A barbel portfolio diversification strategy is based on the concept of balancing out reward and risk with high-risk and low-risk assets while avoiding investing in medium-risk assets. In other words, the strategy fits in with an image of a barbell: one side of the bar is furnished with safer and more stable assets that account for 40% of the portfolio, and the other side, making 40% of the portfolio allocation, is fitted with riskier and more speculative assets. The other 20% is distributed between 10% of very risky assets on the one side, and 10% of very safe and stable ones. The attached image depicts this concept.

For example, initial public offerings (IPOs) or small start-up companies are attributed to high risk, speculative stocks’ categories, whereas blue-chip stocks of S&P 500 are less risky but still vulnerable to volatile markets. Bonds, bank certificates of deposit (CDs), cash are safer and Treasury bonds are considered the safest of all.

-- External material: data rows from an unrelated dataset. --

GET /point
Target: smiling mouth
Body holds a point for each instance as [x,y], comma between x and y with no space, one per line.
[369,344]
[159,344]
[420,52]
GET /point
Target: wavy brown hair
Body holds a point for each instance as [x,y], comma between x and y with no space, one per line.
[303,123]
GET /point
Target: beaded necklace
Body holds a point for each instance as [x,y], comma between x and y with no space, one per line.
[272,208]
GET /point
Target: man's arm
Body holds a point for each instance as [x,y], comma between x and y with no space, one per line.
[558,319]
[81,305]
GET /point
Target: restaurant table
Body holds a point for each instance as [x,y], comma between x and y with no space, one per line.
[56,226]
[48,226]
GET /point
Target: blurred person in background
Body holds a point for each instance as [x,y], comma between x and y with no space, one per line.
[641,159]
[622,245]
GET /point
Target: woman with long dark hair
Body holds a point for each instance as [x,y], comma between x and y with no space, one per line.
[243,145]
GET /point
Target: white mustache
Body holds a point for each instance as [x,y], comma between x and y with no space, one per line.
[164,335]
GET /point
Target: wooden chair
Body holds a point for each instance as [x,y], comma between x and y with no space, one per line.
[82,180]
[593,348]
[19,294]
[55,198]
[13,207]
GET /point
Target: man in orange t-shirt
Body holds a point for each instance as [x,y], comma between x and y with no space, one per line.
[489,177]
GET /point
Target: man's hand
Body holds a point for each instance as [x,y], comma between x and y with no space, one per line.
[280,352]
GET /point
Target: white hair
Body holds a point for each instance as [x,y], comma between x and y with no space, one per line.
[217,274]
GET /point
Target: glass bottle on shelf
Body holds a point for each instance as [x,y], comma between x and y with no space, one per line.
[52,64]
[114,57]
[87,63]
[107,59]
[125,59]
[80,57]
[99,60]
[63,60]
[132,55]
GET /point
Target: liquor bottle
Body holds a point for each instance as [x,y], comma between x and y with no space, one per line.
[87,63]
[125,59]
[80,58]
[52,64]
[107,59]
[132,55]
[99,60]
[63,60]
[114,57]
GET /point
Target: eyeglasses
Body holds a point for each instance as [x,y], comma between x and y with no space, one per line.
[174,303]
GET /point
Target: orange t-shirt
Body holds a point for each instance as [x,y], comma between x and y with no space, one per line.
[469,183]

With a barbell, a portfolio manager can rebalance investors’ portfolios as the yield curve straightens by tilting toward higher-quality, interest-rate-sensitive securities at the expense of the riskiest sectors of the credit market. This makes a portfolio more liquid. Should credit markets sell off, investors can sell their outperforming US Treasuries and other highly liquid quality assets and configure the portfolio toward higher-risk assets at more attractive prices.

For example, the barbel strategy can include balancing out investing in structural growth in US equities with lucrative cyclical exposure in some European and Japanese stocks, or holding a well-diversified portfolio of equity and bond exposures across countries and sectors that can help make the most return on varying rates of growth that are in line with an individual investor’s risk/return appetite.

Sacrificing liquidity should earn a return premium or at least it should be included be the objective. As a rule, the liquidity offered by fund managers should be aligned with the liquidity needs of the strategy. This may be a 30, 45, 60, or more days withdrawal period, although some lockups may have to be accepted for the initial period. A less-liquid barbell strategy-based portfolio, built for greater uncertainty, should include investing in more market-neutral combinations of securities.

The barbell portfolio strategy has sown some resilience during past periods of heightened volatility. According to Bloomberg data, from June 2008 to December 2011, the S&P500 registered monthly losses of 0.1%, whereas some barbell portfolios of US stocks saw monthly gains of 0.5% on average. On a cumulative basis, this translated to a 10.2% loss for the S&P 500 and a 14.3% gain for the “barbell portfolio”.